Aún atenuado por las paredes de piedra del vestuario puede escuchar, sentir, el rugido de las miles de voces expectantes y ansiosas del público que espera en el estadio la prueba estrella de los juegos.
A su alrededor, sus jóvenes competidores se afanan en los últimos preparativos. Concentrados, hoscos y callados unos, nerviosamente ruidosos otros. Pocos superan los 16 años. Fibrosamente ligeros e inconscientemente temerarios, prácticamente volarán en sus cuádrigas.
Nada de esto le hace desviar la atención de la silueta que se recorta contra la puerta por la que entran los rayos del inclemente sol del verano. La silueta de un cuerpo que conoce mejor que el suyo propio, cada músculo cincelado por el entrenamiento, cada cicatriz causada en aventuras, luchas y juegos compartidos.

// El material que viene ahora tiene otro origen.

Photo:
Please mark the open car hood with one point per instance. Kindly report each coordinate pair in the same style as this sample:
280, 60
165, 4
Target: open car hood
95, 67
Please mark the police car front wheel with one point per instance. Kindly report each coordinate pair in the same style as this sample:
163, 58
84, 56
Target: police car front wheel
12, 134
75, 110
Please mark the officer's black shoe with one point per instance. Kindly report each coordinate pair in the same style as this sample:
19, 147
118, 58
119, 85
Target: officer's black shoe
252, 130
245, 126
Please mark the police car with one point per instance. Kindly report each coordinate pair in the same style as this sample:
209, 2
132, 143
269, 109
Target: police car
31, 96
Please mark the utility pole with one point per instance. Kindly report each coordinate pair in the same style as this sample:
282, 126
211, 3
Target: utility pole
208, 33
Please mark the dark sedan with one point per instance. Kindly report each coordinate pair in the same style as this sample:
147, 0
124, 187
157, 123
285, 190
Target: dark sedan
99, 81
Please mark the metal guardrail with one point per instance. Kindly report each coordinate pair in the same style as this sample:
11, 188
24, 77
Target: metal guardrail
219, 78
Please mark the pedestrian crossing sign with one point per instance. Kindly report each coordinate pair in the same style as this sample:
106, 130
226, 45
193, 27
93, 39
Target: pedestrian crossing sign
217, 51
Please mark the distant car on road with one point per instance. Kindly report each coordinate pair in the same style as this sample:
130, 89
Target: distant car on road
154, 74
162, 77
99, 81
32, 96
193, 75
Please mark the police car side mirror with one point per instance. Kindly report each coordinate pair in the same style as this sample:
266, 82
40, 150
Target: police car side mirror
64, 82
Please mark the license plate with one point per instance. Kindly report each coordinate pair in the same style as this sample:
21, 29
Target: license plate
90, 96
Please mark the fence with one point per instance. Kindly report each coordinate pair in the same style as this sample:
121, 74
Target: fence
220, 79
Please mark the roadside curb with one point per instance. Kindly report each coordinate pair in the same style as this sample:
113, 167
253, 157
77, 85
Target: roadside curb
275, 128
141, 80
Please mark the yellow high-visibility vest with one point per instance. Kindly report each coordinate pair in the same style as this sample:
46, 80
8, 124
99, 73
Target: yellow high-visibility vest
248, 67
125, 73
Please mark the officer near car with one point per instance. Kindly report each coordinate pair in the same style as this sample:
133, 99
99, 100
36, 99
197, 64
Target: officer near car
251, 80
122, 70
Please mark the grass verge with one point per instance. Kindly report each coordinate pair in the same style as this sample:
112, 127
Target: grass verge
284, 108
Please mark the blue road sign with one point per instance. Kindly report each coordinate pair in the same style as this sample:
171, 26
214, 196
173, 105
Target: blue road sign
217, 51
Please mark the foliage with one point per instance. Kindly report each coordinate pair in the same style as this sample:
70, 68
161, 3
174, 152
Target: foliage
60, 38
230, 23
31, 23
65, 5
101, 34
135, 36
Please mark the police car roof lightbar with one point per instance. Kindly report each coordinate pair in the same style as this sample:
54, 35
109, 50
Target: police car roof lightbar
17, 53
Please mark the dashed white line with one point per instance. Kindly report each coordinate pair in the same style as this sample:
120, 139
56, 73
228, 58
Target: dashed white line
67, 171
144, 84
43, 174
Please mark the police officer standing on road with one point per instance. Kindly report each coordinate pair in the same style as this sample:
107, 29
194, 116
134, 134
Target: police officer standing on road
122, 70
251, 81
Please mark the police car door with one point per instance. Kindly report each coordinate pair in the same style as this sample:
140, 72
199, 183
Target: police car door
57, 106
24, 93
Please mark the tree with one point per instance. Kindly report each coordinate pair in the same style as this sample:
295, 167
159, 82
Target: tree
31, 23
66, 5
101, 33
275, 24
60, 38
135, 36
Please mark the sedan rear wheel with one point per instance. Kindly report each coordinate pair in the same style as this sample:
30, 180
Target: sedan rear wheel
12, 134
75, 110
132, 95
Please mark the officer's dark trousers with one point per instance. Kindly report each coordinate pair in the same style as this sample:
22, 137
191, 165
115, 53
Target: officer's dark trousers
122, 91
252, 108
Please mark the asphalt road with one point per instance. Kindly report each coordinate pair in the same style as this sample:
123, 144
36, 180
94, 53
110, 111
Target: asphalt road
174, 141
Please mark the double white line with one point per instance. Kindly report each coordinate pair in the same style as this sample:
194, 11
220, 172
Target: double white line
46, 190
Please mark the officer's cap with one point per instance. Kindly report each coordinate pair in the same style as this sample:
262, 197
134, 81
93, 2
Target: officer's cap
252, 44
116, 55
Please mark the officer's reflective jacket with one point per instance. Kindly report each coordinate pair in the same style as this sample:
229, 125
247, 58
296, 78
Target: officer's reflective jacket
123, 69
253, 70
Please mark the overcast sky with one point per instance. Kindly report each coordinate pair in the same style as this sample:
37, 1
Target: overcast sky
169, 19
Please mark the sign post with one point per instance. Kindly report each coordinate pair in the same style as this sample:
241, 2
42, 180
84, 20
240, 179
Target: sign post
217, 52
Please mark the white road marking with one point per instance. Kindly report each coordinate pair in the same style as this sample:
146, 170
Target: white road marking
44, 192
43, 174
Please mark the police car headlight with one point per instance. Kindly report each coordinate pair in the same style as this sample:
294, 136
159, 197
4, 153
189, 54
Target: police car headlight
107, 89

Observa admirado ese cuerpo perfecto, lástima que esta sea la única competición en la que tiene que cubrirse. Por suerte, ni el largo xystis blanco, que está terminando de anudarse a la cintura con una sencilla cuerda, puede ocultar tal perfección. Sonríe, él se vuelve, le mira y le devuelve esa franca sonrisa tan suya, que ilumina un rostro emocionado por la inminente carrera.
Le quiere con todo su corazón, de la forma que sólo puede quererse a un compañero con el que lo ha vivido, aprendido y compartido todo.
Aun así va a derrotarle, debe derrotarle, aunque lo sea todo para él, sólo es Hefestión y él, él es Alejandro.